American botanist and explorer (1853–1933)

Janet Russell Perkins (March 20, 1853 – 1933) was an American-born botanist. Perkins authored 191 land plant species names, the tenth highest number of such names authored by any female scientist.

Born in Lafayette, Indiana, Janet was the daughter of Cyrus Grovenor Perkins and Jane Rose Houghteling. After an early education in private schools, Janet attended the University of Wisconsin, graduating with a B.S. degree in 1872. Travelling to Europe, she was employed as a private tutor in Hildesheim, Germany, and undertook the study of languages and music in Paris, France. In 1875, she returned to the United States, where she was employed as a teacher in Chicago, Illinois for the next twenty years. During this period, she took time off to travel to the Azores, California, and Hawaii.

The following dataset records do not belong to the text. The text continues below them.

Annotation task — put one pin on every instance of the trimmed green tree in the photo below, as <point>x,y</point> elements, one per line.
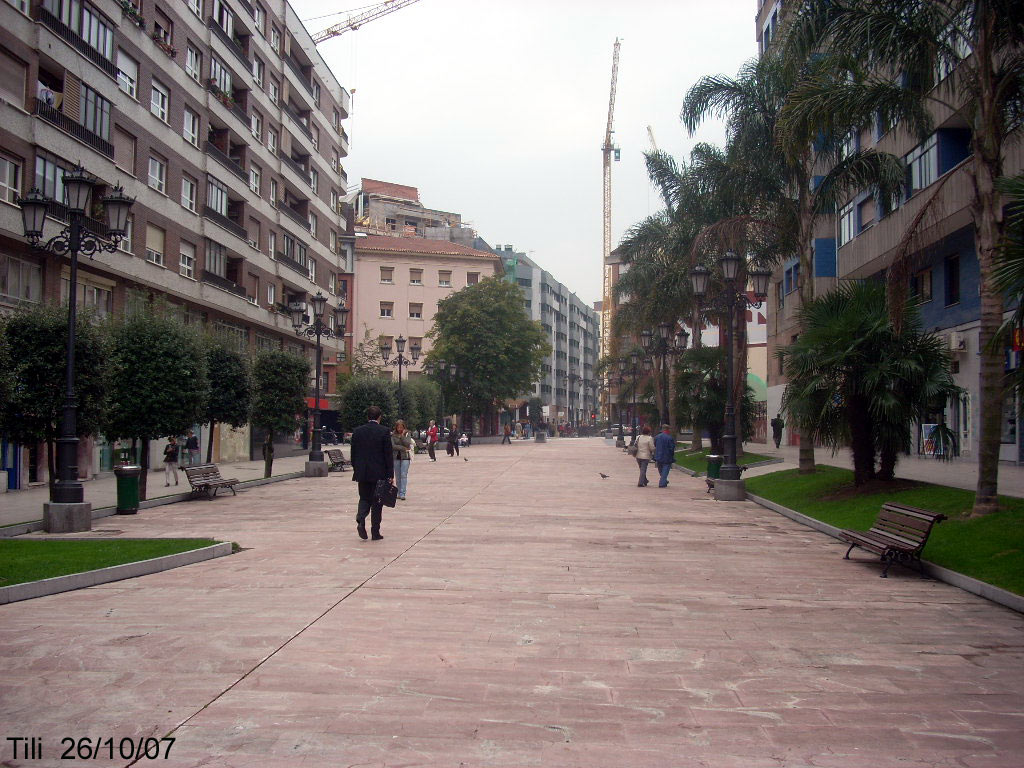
<point>159,382</point>
<point>230,388</point>
<point>32,410</point>
<point>280,384</point>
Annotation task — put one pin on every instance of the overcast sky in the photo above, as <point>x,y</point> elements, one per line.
<point>497,109</point>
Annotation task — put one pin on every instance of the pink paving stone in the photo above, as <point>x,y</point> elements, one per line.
<point>520,611</point>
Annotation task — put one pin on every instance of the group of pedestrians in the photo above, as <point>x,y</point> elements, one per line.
<point>660,450</point>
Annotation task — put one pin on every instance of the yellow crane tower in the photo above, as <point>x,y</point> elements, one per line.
<point>608,150</point>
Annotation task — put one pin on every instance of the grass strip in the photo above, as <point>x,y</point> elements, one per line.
<point>989,548</point>
<point>30,560</point>
<point>698,462</point>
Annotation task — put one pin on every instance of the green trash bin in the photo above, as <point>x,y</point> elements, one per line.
<point>714,465</point>
<point>127,488</point>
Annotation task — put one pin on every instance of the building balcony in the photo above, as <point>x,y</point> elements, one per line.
<point>222,283</point>
<point>221,220</point>
<point>79,131</point>
<point>228,162</point>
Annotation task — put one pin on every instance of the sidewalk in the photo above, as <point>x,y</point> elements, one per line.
<point>27,505</point>
<point>521,610</point>
<point>961,473</point>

In 1895 she returned to Germany to study botany. She spent eight semesters studying in Berlin under Adolf Engler and his associates, then transferred to the Heidelberg University where she was awarded a Ph.D. in 1900. Her thesis was titled Eine Monographie der Gattung Mollinedea—a monograph on the genus Mollinedia of flowering plants. Following her graduation, she went back to Berlin and joined the staff of the Royal Botanic Museum, now the Berlin-Dahlem Botanical Garden and Botanical Museum.

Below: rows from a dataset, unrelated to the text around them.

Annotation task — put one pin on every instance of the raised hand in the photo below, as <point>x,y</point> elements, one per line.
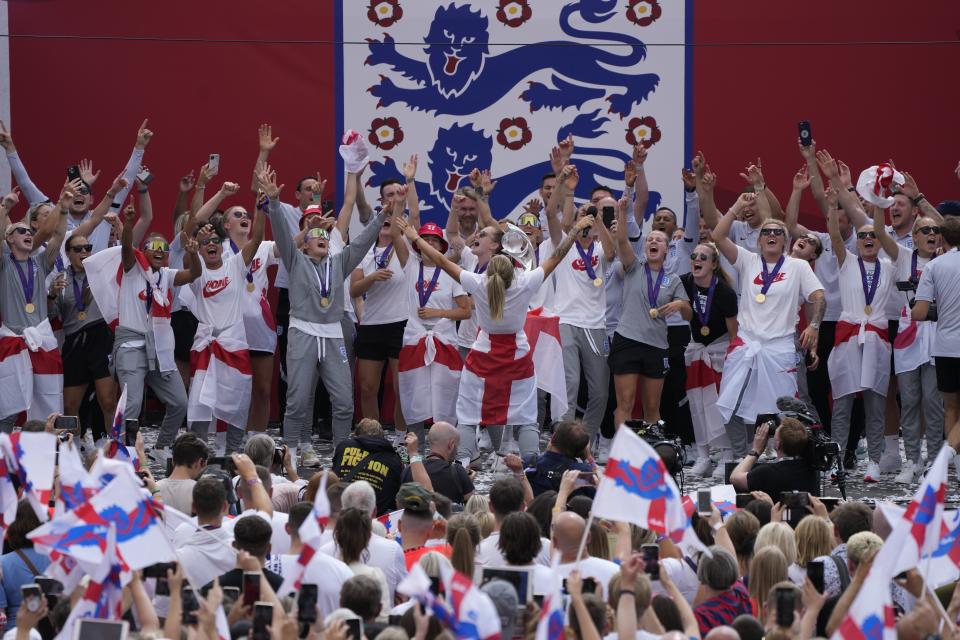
<point>267,141</point>
<point>86,172</point>
<point>143,135</point>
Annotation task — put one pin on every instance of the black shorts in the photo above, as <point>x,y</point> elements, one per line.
<point>184,326</point>
<point>948,374</point>
<point>86,355</point>
<point>379,341</point>
<point>629,356</point>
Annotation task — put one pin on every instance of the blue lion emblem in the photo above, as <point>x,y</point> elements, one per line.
<point>647,481</point>
<point>460,77</point>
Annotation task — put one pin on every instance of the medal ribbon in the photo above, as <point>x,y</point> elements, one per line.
<point>653,292</point>
<point>26,281</point>
<point>425,294</point>
<point>704,315</point>
<point>769,277</point>
<point>587,257</point>
<point>871,291</point>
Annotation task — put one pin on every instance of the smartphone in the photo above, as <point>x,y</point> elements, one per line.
<point>806,134</point>
<point>651,560</point>
<point>704,503</point>
<point>92,629</point>
<point>307,604</point>
<point>251,587</point>
<point>190,604</point>
<point>159,570</point>
<point>354,629</point>
<point>785,607</point>
<point>262,617</point>
<point>815,573</point>
<point>68,423</point>
<point>31,594</point>
<point>131,428</point>
<point>609,214</point>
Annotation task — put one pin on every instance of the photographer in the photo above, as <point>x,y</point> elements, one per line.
<point>791,472</point>
<point>939,282</point>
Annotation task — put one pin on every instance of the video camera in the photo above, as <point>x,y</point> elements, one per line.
<point>911,285</point>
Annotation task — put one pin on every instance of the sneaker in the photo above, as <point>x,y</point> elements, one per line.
<point>908,474</point>
<point>309,457</point>
<point>603,450</point>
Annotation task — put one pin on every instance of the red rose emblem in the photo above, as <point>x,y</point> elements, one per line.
<point>385,133</point>
<point>384,13</point>
<point>513,13</point>
<point>514,133</point>
<point>643,12</point>
<point>643,131</point>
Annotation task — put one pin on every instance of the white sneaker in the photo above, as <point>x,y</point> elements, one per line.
<point>309,457</point>
<point>890,460</point>
<point>908,474</point>
<point>603,450</point>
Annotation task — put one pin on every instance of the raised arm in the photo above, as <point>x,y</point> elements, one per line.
<point>833,226</point>
<point>30,190</point>
<point>888,244</point>
<point>452,268</point>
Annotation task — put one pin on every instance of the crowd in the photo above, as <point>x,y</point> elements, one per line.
<point>685,329</point>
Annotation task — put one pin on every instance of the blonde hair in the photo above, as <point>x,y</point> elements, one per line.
<point>814,539</point>
<point>499,279</point>
<point>780,535</point>
<point>768,567</point>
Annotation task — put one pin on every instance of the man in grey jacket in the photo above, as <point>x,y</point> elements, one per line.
<point>315,345</point>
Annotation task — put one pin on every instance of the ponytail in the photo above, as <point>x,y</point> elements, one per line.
<point>499,279</point>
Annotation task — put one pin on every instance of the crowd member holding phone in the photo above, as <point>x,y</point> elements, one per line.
<point>639,351</point>
<point>859,361</point>
<point>760,365</point>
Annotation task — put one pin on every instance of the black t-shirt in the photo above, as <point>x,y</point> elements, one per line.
<point>724,306</point>
<point>374,460</point>
<point>448,479</point>
<point>775,478</point>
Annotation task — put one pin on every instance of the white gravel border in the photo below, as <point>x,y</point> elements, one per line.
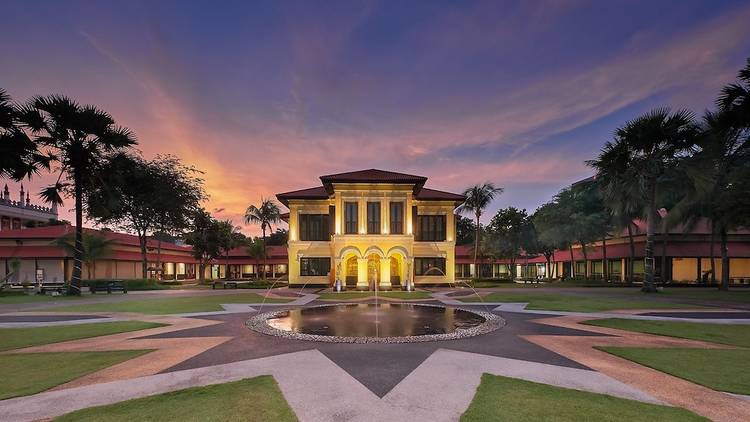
<point>492,322</point>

Among her published works were various papers on tropical plants. During 1901–1902, she served as a scientific aid to the United States Department of Agriculture in Berlin, where she was engaged in a revision of the Leguminosae of Porto Rico. She spent time in Puerto Rico studying various legume flora. In particular, she discovered many varieties of Phaseolus vulgaris (string bean), just some of which were being cultivated. She also noted that Vigna unguiculata (Cowpea), a bean introduced from Africa, was being cultivated near Yabucoa and Mayagüez. During 1914–1917, she spent time in Jamaica collecting plants, which were presented at the Royal Botanic Gardens, Kew.

==Bibliography==

- Beiträge zur Kenntnis der Styracaceae. W. Engelmann, 1902.
- Fragmenta florae philippinae: contributions to the flora of the Philippine Islands. Gebrüder Borntraeger, 1904.
- The Leguminosae of Porto Rico. Contributions from the United States National Herbarium (1907): 133–220.
- Beiträge zur Flora von Bolivia, W. Engelmann, 1912.
- Übersicht über die gattungen der 'Styracaeae. 1928.